Cornhusker Economics September 26, 2018Farm Location Influence on the Optimal Crop Insurance and Pre-harvest Hedging Level

By Cory Walters and Richard Preston

Improving farm financial health can come from improving the understanding of the market forces influencing the optimal crop insurance contract and pre-harvest hedging risk management tools. The biggest challenge for farmers is the difficulty of assessing risk since experiencing risk, is by default, rare. Additionally, farmers receive advice about which crop insurance plan they should purchase or how much pre-harvest hedging they should do from sources, such as farm magazines, that likely do not consider the differences in individual risk exposure. Following the advice of such sources could result in producers being inadvertently exposed to more risk. A producer’s location is a primary factor influencing risk exposure.  Figure 1 identifies yield risk exposure by county across Nebraska for irrigated corn production. The blue/dark blue counties have a lower yield risk level than the state average yield risk and the red/orange counties have a higher yield risk than the state average. Crop insurance uses the values in Figure 1 to calculate the premium in each county.

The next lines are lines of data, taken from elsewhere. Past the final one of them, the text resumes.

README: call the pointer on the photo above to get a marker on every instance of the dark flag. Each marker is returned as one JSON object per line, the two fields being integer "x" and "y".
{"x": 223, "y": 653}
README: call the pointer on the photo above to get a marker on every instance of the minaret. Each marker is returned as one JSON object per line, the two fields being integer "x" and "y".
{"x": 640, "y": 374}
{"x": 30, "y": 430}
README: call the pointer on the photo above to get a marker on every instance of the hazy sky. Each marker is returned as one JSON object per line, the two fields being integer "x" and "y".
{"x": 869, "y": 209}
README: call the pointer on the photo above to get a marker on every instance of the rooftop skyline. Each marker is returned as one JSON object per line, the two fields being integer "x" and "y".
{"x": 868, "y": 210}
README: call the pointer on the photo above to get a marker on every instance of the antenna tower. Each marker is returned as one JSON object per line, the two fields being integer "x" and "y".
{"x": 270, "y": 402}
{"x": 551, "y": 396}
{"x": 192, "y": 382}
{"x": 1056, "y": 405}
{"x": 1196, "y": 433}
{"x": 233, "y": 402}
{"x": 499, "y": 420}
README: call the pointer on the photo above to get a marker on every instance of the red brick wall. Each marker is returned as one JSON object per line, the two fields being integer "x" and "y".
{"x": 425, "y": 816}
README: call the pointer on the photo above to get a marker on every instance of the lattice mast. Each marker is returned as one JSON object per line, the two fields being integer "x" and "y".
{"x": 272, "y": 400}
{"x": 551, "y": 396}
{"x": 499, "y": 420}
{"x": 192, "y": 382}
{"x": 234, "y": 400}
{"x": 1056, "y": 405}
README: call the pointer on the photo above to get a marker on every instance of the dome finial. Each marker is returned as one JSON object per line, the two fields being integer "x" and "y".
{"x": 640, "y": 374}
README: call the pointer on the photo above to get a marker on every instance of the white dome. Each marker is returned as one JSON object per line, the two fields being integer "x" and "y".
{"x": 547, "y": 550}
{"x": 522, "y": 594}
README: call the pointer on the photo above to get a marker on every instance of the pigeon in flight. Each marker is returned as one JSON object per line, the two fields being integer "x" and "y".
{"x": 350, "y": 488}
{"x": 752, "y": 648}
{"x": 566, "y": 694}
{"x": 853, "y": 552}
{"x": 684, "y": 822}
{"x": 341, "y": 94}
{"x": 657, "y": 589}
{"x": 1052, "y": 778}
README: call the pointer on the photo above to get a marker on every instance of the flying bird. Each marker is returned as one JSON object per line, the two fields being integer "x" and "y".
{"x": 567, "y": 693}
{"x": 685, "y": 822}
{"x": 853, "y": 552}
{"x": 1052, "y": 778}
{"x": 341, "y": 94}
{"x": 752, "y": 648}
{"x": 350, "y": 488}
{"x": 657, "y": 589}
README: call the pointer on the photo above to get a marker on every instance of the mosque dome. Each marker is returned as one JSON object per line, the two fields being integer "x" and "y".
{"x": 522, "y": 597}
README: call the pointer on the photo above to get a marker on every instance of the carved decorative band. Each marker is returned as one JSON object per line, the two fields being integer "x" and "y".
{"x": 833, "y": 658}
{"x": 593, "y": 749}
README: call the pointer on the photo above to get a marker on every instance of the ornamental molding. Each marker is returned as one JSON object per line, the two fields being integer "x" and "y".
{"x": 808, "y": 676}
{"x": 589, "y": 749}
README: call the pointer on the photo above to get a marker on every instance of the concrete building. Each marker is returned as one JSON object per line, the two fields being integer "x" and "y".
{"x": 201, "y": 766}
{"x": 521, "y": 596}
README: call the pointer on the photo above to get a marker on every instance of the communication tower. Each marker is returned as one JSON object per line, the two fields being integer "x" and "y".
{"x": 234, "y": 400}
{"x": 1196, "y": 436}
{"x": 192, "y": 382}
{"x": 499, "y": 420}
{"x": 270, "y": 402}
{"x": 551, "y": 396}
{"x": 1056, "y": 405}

Map of Nebraska Counties colored by risk

Figure 1. Irrigated Corn Yield Risk

The objective of this article is to identify the influence of risk exposure coming from yields and the yield- price relation. This information will then be used to discuss the optimal crop insurance and pre-harvest hedging for irrigated corn for two locations in Nebraska.

Results from this analysis come from the model developed by Walters and Preston (2018) where they develop a framework for risk management decision making that considers factors relevant to the farmer (or county in this case). The model structure allows for an evaluation of how crop insurance contracts affect net income risk and their impact on net income risk when used in conjunction with pre-harvest hedging. The model provides a tailored risk management response strategy.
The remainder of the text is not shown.